Am I imagining, or did I hear one of our more bellicose representatives, from Long Island no less, promise to bury the hatchet and vote aid for the state of his longtime adversary, despite not having received such aid in our time of terrible need? And wasn’t he bragging about his empathy?

Wouldn’t it be wonderful if the unprecedented flooding caused by Harvey could incredibly make the prospect of nuclear war with Kim Jong-un secondary at the top of the news hour, beneath the fold on the front page of the daily newspaper and in the public consciousness?

Yes, it happened like that. Even President Trump disappeared from the news for a time. Harvey it seems, terrible as it is, can do strange things.

But the cost, in human agony, is catastrophic. Millions of people throughout the Gulf Coast have had their lives smashed, and that certainly is the main story for America this week. We have been glued to the television, watching the families with little more than the clothes on their backs, wading through the waist-high water to meet a rescuer in a rowboat, their homes behind them flooded to the windowsills. Where will they sleep? What will they eat? Will they have enough water? Did they remember to bring their medicines? Are their other loved ones somewhere safe?

So far, the number of wounded and dead has been low, certainly compared to the horrors of Katrina. But there are all sorts of wounds. Most of the people we see on the screen seem remarkably calm but are most likely in shock, trying to make sense of how their lives have violently changed. For some, their houses are totally gone, smashed and washed away in the floodwaters. For others, their homes will have to be razed to the ground because of mold and rebuilt — if there is money to do so. Unlike with Katrina, where some 50 percent of the homes were insured, it seems only around 20 percent in the Houston area have flood insurance. Businesses, restaurants, automobiles, jobs, whole neighborhoods are gone. Addresses mean nothing because streets are buried. Valuables and memorabilia of a lifetime have floated off. But most residents are “lucky”: They have escaped with their lives, their children in their arms.

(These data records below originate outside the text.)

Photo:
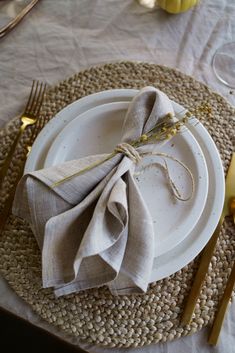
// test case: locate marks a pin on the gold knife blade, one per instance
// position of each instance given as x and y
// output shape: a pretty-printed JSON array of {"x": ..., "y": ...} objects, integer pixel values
[
  {"x": 210, "y": 247},
  {"x": 221, "y": 312}
]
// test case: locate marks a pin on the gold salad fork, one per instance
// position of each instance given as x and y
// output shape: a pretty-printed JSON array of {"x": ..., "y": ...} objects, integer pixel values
[{"x": 28, "y": 118}]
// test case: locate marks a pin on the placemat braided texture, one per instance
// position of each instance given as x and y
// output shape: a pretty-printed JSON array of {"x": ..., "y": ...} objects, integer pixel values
[{"x": 95, "y": 316}]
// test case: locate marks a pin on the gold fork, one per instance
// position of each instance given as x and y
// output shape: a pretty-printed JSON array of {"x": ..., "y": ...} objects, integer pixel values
[
  {"x": 7, "y": 28},
  {"x": 28, "y": 118}
]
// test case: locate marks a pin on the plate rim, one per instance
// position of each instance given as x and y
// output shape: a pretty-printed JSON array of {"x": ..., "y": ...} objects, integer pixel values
[
  {"x": 172, "y": 267},
  {"x": 180, "y": 233}
]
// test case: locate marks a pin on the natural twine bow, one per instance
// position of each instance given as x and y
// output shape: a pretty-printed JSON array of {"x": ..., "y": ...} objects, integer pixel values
[{"x": 163, "y": 130}]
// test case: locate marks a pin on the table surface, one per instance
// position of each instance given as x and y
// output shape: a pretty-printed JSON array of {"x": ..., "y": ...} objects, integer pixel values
[{"x": 59, "y": 38}]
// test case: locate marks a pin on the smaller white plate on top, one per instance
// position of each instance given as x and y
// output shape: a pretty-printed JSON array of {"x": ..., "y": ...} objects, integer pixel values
[{"x": 98, "y": 131}]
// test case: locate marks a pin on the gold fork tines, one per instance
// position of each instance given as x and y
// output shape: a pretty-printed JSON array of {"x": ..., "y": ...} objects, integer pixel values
[
  {"x": 28, "y": 118},
  {"x": 7, "y": 28}
]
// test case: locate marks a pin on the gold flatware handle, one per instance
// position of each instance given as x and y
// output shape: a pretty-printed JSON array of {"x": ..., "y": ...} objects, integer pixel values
[
  {"x": 7, "y": 162},
  {"x": 201, "y": 274},
  {"x": 220, "y": 315}
]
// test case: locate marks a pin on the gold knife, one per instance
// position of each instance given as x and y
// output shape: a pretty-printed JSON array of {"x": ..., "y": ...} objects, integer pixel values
[{"x": 210, "y": 247}]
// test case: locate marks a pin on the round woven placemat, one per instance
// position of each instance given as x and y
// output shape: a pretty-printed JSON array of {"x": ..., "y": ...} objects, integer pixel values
[{"x": 95, "y": 316}]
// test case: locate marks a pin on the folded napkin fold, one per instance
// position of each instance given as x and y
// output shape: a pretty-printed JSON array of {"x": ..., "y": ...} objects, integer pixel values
[{"x": 95, "y": 229}]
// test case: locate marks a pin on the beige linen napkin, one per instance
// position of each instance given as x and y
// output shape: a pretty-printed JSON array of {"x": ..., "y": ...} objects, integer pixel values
[{"x": 95, "y": 229}]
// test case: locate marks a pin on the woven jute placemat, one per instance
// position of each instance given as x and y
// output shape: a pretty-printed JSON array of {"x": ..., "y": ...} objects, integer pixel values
[{"x": 95, "y": 316}]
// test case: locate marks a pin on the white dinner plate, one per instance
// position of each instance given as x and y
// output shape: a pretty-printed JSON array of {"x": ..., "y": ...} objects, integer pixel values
[
  {"x": 190, "y": 247},
  {"x": 45, "y": 138},
  {"x": 99, "y": 130}
]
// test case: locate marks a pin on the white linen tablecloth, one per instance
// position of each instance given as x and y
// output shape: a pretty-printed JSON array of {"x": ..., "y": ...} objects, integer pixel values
[{"x": 59, "y": 38}]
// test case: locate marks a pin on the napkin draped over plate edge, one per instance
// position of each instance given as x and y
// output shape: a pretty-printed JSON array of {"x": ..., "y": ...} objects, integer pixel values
[{"x": 120, "y": 257}]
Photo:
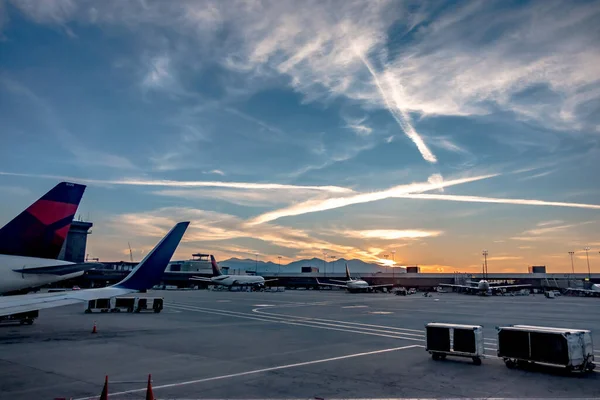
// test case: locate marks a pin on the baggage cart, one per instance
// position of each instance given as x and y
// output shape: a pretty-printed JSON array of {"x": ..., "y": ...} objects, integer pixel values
[
  {"x": 572, "y": 349},
  {"x": 454, "y": 340}
]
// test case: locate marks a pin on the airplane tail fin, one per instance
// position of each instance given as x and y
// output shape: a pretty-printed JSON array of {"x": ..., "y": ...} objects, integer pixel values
[
  {"x": 150, "y": 270},
  {"x": 216, "y": 269},
  {"x": 42, "y": 228}
]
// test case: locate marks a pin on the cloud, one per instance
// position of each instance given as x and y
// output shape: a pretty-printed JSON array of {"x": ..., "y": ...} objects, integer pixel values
[
  {"x": 210, "y": 226},
  {"x": 311, "y": 206},
  {"x": 551, "y": 222},
  {"x": 188, "y": 184},
  {"x": 504, "y": 258},
  {"x": 244, "y": 197},
  {"x": 158, "y": 74},
  {"x": 390, "y": 234},
  {"x": 81, "y": 154},
  {"x": 479, "y": 199}
]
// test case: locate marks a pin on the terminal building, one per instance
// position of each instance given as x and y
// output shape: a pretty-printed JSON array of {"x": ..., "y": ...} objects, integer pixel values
[{"x": 178, "y": 272}]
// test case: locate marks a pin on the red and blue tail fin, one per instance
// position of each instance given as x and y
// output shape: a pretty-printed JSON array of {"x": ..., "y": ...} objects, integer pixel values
[
  {"x": 42, "y": 228},
  {"x": 216, "y": 269}
]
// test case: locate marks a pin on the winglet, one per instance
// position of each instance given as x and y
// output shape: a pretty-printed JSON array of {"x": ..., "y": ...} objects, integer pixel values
[
  {"x": 150, "y": 270},
  {"x": 216, "y": 269},
  {"x": 348, "y": 277},
  {"x": 42, "y": 228}
]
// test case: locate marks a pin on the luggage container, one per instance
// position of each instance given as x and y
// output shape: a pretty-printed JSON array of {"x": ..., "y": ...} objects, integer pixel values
[
  {"x": 454, "y": 340},
  {"x": 520, "y": 345},
  {"x": 128, "y": 304},
  {"x": 149, "y": 303},
  {"x": 102, "y": 305},
  {"x": 22, "y": 318}
]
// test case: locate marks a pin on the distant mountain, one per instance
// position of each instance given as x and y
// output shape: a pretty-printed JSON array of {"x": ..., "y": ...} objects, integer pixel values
[{"x": 336, "y": 266}]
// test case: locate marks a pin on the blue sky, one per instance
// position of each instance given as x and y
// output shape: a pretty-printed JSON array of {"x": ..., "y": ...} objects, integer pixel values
[{"x": 296, "y": 128}]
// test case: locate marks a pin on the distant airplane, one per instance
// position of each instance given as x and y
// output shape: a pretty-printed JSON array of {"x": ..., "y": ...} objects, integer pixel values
[
  {"x": 354, "y": 285},
  {"x": 483, "y": 287},
  {"x": 31, "y": 242},
  {"x": 594, "y": 290},
  {"x": 144, "y": 276},
  {"x": 218, "y": 278}
]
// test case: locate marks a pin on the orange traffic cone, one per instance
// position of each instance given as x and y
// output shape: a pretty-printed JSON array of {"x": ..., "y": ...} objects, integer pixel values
[
  {"x": 149, "y": 394},
  {"x": 104, "y": 394}
]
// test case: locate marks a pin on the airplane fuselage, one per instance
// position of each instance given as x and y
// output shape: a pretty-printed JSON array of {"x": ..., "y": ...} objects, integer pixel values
[
  {"x": 238, "y": 280},
  {"x": 12, "y": 281}
]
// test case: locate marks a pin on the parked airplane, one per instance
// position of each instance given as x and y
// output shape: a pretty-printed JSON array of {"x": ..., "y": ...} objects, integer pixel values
[
  {"x": 354, "y": 285},
  {"x": 594, "y": 290},
  {"x": 231, "y": 280},
  {"x": 31, "y": 242},
  {"x": 144, "y": 276}
]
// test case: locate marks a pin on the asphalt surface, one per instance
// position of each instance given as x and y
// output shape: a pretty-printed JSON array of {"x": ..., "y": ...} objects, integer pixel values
[{"x": 297, "y": 344}]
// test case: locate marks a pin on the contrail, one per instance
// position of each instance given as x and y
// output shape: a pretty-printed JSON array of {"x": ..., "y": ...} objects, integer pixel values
[
  {"x": 478, "y": 199},
  {"x": 401, "y": 117},
  {"x": 337, "y": 202},
  {"x": 169, "y": 183}
]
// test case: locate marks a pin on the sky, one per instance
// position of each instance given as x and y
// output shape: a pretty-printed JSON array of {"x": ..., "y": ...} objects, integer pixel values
[{"x": 406, "y": 132}]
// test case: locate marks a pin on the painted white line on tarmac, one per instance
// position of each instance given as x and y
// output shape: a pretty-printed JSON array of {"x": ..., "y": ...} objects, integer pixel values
[
  {"x": 257, "y": 371},
  {"x": 300, "y": 323},
  {"x": 257, "y": 311}
]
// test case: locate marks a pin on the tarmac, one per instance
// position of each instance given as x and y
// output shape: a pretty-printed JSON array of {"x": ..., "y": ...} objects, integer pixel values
[{"x": 295, "y": 344}]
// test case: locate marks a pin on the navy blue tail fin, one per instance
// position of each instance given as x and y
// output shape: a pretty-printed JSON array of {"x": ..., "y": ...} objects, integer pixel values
[
  {"x": 42, "y": 228},
  {"x": 216, "y": 269},
  {"x": 150, "y": 270}
]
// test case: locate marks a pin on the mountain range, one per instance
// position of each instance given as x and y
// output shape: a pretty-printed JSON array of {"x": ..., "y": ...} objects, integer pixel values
[{"x": 336, "y": 266}]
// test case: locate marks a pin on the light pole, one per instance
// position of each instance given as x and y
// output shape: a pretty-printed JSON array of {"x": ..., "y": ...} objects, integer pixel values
[
  {"x": 279, "y": 270},
  {"x": 485, "y": 253},
  {"x": 394, "y": 267},
  {"x": 572, "y": 264},
  {"x": 588, "y": 259}
]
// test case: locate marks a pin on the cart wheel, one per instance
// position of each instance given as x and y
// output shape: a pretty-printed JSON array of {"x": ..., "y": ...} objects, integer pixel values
[{"x": 591, "y": 366}]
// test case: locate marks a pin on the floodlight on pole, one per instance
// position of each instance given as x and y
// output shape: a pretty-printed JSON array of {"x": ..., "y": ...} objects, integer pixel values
[
  {"x": 572, "y": 264},
  {"x": 587, "y": 256}
]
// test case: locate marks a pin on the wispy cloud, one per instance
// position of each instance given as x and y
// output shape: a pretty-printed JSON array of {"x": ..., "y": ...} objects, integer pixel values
[
  {"x": 551, "y": 222},
  {"x": 479, "y": 199},
  {"x": 504, "y": 258},
  {"x": 332, "y": 203},
  {"x": 81, "y": 154},
  {"x": 390, "y": 234},
  {"x": 188, "y": 184}
]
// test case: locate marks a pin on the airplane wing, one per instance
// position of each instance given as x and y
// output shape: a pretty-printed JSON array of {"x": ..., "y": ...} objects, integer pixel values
[
  {"x": 460, "y": 286},
  {"x": 333, "y": 280},
  {"x": 331, "y": 284},
  {"x": 509, "y": 286},
  {"x": 200, "y": 278},
  {"x": 145, "y": 275},
  {"x": 376, "y": 286}
]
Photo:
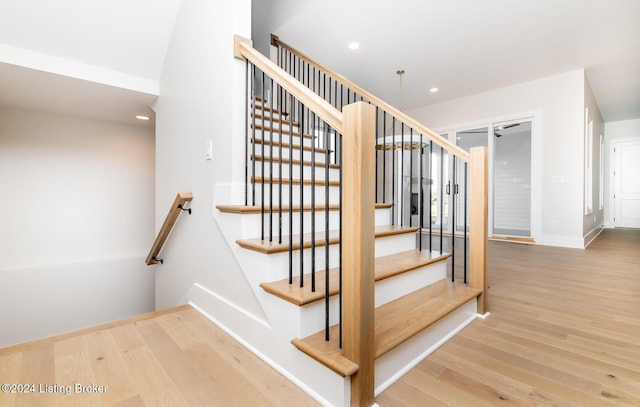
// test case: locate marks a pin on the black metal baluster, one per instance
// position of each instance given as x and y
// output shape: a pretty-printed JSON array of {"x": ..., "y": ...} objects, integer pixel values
[
  {"x": 377, "y": 151},
  {"x": 411, "y": 177},
  {"x": 384, "y": 158},
  {"x": 339, "y": 140},
  {"x": 253, "y": 135},
  {"x": 401, "y": 176},
  {"x": 465, "y": 221},
  {"x": 246, "y": 132},
  {"x": 430, "y": 195},
  {"x": 393, "y": 171},
  {"x": 280, "y": 203},
  {"x": 327, "y": 192},
  {"x": 262, "y": 114},
  {"x": 452, "y": 200},
  {"x": 271, "y": 126},
  {"x": 441, "y": 196},
  {"x": 313, "y": 202},
  {"x": 421, "y": 191},
  {"x": 292, "y": 117},
  {"x": 303, "y": 109}
]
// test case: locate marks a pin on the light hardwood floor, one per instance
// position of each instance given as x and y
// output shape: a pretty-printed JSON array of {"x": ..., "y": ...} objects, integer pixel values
[
  {"x": 564, "y": 330},
  {"x": 177, "y": 358}
]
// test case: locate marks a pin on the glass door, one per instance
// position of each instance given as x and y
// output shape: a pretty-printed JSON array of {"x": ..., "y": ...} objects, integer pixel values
[
  {"x": 512, "y": 179},
  {"x": 437, "y": 178},
  {"x": 465, "y": 139}
]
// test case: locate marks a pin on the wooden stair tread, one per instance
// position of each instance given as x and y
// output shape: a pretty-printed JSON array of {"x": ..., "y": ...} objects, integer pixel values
[
  {"x": 275, "y": 119},
  {"x": 385, "y": 267},
  {"x": 259, "y": 106},
  {"x": 327, "y": 352},
  {"x": 295, "y": 181},
  {"x": 286, "y": 145},
  {"x": 286, "y": 160},
  {"x": 419, "y": 310},
  {"x": 252, "y": 209},
  {"x": 284, "y": 132},
  {"x": 266, "y": 247}
]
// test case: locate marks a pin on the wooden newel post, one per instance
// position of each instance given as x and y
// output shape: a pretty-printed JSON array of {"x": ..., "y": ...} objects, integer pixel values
[
  {"x": 358, "y": 235},
  {"x": 479, "y": 226}
]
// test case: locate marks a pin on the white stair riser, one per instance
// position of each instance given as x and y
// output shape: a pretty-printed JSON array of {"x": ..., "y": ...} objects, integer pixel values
[
  {"x": 269, "y": 168},
  {"x": 312, "y": 316},
  {"x": 274, "y": 267},
  {"x": 391, "y": 366}
]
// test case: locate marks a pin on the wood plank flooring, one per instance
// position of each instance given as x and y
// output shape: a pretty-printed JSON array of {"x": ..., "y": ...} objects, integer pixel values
[
  {"x": 176, "y": 358},
  {"x": 564, "y": 330}
]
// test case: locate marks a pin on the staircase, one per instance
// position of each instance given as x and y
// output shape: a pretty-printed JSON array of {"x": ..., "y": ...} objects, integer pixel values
[{"x": 287, "y": 239}]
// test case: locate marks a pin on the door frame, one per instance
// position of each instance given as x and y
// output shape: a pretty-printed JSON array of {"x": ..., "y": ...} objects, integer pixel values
[
  {"x": 535, "y": 117},
  {"x": 612, "y": 179}
]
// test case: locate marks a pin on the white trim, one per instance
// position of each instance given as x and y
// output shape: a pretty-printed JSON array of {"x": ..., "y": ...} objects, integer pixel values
[
  {"x": 232, "y": 305},
  {"x": 590, "y": 236},
  {"x": 416, "y": 360}
]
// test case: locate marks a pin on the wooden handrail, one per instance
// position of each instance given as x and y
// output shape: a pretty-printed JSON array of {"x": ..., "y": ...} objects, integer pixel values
[
  {"x": 243, "y": 49},
  {"x": 170, "y": 220},
  {"x": 478, "y": 225},
  {"x": 358, "y": 247},
  {"x": 376, "y": 101}
]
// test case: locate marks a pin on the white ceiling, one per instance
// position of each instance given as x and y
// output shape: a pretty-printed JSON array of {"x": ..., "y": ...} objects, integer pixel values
[
  {"x": 93, "y": 58},
  {"x": 103, "y": 58},
  {"x": 465, "y": 47}
]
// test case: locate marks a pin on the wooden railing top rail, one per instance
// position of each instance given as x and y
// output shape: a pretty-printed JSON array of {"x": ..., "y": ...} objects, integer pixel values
[
  {"x": 409, "y": 121},
  {"x": 243, "y": 49},
  {"x": 170, "y": 220}
]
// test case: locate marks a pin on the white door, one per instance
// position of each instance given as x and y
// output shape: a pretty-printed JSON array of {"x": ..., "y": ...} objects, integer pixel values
[{"x": 627, "y": 184}]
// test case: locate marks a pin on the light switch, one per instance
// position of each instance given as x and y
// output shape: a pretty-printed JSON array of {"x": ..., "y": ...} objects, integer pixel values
[{"x": 208, "y": 155}]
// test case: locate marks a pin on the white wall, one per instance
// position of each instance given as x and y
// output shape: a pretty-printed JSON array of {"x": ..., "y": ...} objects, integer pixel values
[
  {"x": 557, "y": 102},
  {"x": 614, "y": 132},
  {"x": 201, "y": 94},
  {"x": 77, "y": 221},
  {"x": 593, "y": 222}
]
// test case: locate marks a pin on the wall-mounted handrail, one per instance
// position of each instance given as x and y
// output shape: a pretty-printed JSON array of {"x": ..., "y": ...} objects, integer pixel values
[
  {"x": 177, "y": 207},
  {"x": 376, "y": 101}
]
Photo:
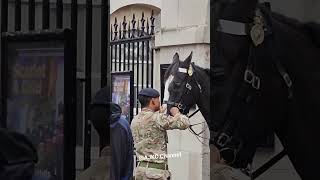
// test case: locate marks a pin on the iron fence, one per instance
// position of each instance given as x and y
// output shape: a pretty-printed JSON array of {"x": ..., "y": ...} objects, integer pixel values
[{"x": 131, "y": 49}]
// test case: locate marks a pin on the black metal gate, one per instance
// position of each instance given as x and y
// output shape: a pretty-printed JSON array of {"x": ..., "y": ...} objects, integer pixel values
[{"x": 131, "y": 49}]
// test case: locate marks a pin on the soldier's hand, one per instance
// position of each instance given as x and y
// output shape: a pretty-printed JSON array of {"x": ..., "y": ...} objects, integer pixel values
[
  {"x": 163, "y": 108},
  {"x": 174, "y": 111}
]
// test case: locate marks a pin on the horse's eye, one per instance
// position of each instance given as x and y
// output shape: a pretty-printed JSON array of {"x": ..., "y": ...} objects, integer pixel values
[{"x": 177, "y": 84}]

The victims of Harvey have been grievously wounded. Our entire nation has been wounded.

We have, for now, lost a wide swath of the South, the ordinary, productive lives of the people who lived there and the many resources they gave us, from rice to oil and gas. After concerns for food and shelter are met for those rescued, there is the real threat of infectious disease, pollution and even the possibility of crime. And how will the affected states dispose of all the garbage Harvey will have left in its wake?

In some ways the rescue operation is a mini-Dunkirk. Good Samaritans, using all sorts of recreational vehicles, pickup trucks, fishing boats, motorized rubber dinghies and even Jet Skis, have rushed to help people trapped on roofs, in attics and in trees. The giant volunteer rescue effort, alongside official disaster responders, is a testament to the courage and basic decency of people throughout the country. 

No one was asked whom he or she voted for. America, there is hope.